Catherine pats his leg to shush him.
“Maybe you and your fucking mother were drunk when you left my house with all my mother’s goddamn jewelry. If I’m an alcoholic, she’s a goddamn criminal.” He makes like he’s going to hit me and I almost want him to, want to have some mark my mother will see when I get back. But he just walks out of the cottage, muttering fucking bitch a few times and shaking his clenched hands around before careening down the path out of view.
Catherine finally notices that her boobs are hanging out of her robe and pulls it tighter. “We leave tomorrow, Daley. Could you just keep your trap shut until we drop you off at Water Street?”
The blond boy is at the pool, hanging his feet in at the deep end, talking to three sisters from Wisconsin who arrived yesterday. They all look at me as I go down the shallow end steps, then he says something and they all burst out laughing. I go under quickly. They are still laughing when I come back up. The youngest girl swims toward me.
“Is your name Prudence?” she asks, and the others behind her crack up again.

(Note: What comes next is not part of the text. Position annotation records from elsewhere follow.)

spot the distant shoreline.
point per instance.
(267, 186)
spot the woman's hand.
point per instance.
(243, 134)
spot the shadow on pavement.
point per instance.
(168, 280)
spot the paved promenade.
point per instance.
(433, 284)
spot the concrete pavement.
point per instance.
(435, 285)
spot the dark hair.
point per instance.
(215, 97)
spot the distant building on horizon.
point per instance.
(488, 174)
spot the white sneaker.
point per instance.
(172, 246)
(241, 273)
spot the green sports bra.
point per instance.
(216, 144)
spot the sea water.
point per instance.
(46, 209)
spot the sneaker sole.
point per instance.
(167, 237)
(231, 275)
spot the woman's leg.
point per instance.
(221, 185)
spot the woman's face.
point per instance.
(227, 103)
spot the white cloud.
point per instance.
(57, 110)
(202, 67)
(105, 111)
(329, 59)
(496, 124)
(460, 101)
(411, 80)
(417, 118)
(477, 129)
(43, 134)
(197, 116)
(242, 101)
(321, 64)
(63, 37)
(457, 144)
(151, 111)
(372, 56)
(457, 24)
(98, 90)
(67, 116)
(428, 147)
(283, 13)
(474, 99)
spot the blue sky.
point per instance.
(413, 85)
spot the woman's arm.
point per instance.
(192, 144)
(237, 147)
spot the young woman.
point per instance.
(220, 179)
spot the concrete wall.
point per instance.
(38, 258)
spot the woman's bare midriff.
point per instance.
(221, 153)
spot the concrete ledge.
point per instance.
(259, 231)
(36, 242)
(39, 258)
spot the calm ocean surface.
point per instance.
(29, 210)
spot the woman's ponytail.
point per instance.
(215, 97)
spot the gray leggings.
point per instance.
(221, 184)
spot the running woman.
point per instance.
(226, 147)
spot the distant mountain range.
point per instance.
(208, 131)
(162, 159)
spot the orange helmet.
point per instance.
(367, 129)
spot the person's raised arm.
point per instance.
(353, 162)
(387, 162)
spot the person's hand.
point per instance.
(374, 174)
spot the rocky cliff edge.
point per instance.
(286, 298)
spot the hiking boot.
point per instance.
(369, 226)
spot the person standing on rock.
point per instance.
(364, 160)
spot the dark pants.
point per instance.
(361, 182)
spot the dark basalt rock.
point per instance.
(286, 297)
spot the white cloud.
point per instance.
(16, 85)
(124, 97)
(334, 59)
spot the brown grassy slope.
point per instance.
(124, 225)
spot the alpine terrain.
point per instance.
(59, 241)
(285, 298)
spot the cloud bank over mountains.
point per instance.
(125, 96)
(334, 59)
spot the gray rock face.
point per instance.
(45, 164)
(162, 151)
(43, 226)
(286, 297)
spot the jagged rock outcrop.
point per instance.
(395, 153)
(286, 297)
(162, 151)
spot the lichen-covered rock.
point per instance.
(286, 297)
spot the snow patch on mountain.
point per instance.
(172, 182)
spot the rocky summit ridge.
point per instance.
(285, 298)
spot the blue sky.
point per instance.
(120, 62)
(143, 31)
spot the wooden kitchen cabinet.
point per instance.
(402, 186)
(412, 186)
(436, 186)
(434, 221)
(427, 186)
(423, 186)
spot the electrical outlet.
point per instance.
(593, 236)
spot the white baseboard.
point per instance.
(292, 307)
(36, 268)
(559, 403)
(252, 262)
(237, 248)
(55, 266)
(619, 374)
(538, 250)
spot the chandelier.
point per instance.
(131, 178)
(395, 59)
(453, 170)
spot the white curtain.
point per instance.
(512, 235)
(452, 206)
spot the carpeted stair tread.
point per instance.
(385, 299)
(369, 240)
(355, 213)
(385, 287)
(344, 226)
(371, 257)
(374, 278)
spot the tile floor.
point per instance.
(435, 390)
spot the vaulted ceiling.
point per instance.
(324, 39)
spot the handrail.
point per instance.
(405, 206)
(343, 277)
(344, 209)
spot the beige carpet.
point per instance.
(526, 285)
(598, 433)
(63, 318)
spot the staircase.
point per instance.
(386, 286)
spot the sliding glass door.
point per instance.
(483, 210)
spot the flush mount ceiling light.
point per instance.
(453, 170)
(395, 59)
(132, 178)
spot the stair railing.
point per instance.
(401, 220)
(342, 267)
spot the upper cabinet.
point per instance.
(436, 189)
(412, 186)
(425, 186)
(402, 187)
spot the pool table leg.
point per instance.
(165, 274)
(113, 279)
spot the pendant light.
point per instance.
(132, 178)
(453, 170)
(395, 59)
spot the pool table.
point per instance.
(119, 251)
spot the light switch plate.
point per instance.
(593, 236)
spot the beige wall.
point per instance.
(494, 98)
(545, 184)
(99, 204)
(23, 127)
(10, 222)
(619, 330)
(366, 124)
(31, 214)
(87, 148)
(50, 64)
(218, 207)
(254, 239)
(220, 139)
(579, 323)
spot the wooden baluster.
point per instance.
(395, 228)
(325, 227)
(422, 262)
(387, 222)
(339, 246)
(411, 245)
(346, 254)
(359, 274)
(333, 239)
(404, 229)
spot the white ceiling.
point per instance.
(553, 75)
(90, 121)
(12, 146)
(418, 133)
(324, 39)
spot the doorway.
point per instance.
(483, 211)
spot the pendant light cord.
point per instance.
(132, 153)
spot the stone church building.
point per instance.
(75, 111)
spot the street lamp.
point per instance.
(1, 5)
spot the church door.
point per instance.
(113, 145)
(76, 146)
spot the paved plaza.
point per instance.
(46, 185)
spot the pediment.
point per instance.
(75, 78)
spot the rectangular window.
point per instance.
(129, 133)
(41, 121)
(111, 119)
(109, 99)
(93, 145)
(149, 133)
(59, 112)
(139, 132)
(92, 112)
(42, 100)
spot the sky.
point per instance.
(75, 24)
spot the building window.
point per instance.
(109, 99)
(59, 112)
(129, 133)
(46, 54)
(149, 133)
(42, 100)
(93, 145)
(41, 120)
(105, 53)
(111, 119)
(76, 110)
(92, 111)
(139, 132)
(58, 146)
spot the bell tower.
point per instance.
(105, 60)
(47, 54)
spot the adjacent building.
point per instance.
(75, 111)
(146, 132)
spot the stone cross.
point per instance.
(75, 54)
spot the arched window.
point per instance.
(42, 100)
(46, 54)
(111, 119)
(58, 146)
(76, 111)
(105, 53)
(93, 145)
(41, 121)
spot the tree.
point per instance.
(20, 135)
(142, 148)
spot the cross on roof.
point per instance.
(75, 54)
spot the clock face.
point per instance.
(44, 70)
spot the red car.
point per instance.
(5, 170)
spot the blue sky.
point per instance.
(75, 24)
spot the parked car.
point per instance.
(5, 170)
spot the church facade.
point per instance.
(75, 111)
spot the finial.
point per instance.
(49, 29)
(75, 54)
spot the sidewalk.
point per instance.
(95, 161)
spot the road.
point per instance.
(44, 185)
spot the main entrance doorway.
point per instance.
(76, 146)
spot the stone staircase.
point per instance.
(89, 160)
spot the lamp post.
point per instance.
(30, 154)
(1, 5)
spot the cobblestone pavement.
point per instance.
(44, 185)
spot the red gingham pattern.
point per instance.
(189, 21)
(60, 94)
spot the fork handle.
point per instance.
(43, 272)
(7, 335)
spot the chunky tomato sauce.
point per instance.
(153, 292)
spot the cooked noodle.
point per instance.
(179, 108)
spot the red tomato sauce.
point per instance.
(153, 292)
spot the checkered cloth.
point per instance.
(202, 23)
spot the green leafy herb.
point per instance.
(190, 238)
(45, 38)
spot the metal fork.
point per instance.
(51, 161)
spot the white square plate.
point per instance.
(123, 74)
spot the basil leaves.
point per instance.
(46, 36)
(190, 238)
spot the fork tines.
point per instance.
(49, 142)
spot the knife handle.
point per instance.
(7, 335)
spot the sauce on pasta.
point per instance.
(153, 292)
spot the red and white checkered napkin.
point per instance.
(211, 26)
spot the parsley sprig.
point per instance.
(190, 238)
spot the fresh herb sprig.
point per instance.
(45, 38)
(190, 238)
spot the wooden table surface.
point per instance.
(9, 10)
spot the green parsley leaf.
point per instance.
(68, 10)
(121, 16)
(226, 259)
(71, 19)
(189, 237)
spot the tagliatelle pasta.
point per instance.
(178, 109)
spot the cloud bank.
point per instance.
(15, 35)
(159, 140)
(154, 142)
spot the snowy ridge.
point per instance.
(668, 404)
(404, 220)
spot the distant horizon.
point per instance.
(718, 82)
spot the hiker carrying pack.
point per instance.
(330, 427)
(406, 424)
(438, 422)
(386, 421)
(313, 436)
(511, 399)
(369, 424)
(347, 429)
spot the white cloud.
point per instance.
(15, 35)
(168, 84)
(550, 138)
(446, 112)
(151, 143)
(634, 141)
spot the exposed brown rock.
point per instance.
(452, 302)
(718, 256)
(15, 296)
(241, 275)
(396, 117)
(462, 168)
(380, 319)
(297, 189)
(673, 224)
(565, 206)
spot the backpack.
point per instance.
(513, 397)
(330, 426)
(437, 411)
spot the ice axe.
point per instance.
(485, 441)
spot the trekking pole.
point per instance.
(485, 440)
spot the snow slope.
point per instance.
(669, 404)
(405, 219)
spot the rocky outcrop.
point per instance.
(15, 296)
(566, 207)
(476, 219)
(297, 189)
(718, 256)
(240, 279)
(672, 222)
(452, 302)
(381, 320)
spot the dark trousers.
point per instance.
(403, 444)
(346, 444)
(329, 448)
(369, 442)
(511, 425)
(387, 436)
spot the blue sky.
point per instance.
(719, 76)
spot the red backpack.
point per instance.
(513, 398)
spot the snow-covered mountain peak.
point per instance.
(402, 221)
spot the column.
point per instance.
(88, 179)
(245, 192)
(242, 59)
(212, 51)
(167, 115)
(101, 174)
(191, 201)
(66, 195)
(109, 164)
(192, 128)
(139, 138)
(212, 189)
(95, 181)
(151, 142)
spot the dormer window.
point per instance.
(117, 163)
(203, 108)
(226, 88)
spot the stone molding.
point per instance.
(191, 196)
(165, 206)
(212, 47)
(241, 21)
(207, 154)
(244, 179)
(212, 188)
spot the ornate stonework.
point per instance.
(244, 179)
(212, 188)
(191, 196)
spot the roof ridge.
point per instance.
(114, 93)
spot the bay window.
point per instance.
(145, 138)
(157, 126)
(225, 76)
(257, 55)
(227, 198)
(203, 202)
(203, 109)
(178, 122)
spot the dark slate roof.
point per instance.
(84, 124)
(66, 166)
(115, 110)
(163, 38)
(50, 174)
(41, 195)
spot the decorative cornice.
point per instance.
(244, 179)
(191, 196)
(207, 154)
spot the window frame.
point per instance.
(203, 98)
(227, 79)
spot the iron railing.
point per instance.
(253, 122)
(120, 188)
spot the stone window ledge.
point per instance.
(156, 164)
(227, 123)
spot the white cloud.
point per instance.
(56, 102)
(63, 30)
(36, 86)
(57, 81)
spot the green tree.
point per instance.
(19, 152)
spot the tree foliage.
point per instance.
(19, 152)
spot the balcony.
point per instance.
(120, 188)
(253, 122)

“Go to hell,” I say, before I register how young she is, not much older than Elyse. Her eyes widen and fill with tears. She didn’t know what she was asking, and I feel terrible.
I skip lunch and spend the afternoon in the cottage alone. I don’t care if my heart starts to pound. I’m not scared of that anymore. I look at the phone and think about calling my mother at work, but there’s the disapproving Jean to get past and I know I won’t be able to speak anyway. I’ll just cry when I hear her voice and she’ll get worried that something is really wrong. Or I’ll yell at her for telling me he was an alcoholic in the first place.